Despite this, the vast majority of rebate programs have not evolved since their inception.
The traditional process requires consumers to fill out a form, mail-in their submissions, hear nothing for six weeks and, if validated, get a check in the post.
Here are the five ways that mail-in rebates are broken and need to be fixed:
1. Mail-in rebate
Why ask a consumer to fill out a paper form and mail in a proof of purchase such receipt or UPC code when he or she can upload this content online or send it in via email or text message?
Rebates need to adapt to today’s technology to improve the customer experience.
2. Communication black hole
We have all done it: send in your 22-page rebate claim form and do not hear anything for weeks. Programs should immediately send a text or email confirming that the rebate submission and validation.
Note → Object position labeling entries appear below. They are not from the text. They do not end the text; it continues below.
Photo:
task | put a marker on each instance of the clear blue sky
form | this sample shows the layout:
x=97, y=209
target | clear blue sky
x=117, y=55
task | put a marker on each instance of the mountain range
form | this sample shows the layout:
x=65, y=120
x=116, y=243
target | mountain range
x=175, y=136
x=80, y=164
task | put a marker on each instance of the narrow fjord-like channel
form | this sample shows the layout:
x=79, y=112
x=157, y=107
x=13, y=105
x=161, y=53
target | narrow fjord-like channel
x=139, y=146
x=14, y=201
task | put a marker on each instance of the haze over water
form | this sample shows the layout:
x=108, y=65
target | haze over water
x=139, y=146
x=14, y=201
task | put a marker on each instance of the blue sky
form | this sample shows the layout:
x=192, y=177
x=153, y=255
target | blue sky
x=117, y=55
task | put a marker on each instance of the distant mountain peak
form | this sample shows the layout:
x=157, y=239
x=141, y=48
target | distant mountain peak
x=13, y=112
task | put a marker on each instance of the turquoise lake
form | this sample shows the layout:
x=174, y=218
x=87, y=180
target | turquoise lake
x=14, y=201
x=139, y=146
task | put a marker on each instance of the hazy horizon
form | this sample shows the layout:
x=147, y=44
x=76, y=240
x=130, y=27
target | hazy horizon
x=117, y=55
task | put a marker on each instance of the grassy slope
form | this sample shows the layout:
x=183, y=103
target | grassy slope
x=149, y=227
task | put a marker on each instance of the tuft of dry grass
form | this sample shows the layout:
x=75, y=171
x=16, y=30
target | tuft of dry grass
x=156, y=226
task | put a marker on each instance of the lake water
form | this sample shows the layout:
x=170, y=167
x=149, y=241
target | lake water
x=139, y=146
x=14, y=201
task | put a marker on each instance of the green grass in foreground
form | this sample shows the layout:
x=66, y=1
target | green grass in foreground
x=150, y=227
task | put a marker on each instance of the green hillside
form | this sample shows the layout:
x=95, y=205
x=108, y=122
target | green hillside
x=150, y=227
Further, customers should be able to check the status of their rebate at any time. Keeping the customer in loop should be a program priority.
3. Just offer checks
What does it say about your brand if it offers checks as the only redemption method, especially as many retailers phase out check acceptance?
Cater to consumer preferences by offering modern rewards such as direct deposit, prepaid debit or gift cards and giving consumers a choice in their reward.
4. Do not collect all potential data
Mail-in rebates require manual data entry, which is costly, and do not collect all relevant and available data.
By using digital receipt validation, you can learn much more about consumer purchasing patterns including purchase location, retailer preferences and demographic details, thereby better deploying assets and catering to consumer needs.
5. Produce negative brand sentiment
The traditional rebates experience, which reflects on your brand, is archaic.
Further, many brands opt to maximize rebates breakage to increase short-term profits. However, this too can have a negative impact on the brand. You only need to enter “brand x” + “rebates” into Google to see some of the consumer backlash.
You can save money and improve sentiment by rethinking rebates from the consumer’s perspective.
THERE IS a fine balance between making a great experience and it costing too much in redemptions.
But digitizing your rebates process enables you to optimize the process to achieve your goals, while learning a lot more about your consumers and saving a ton of money.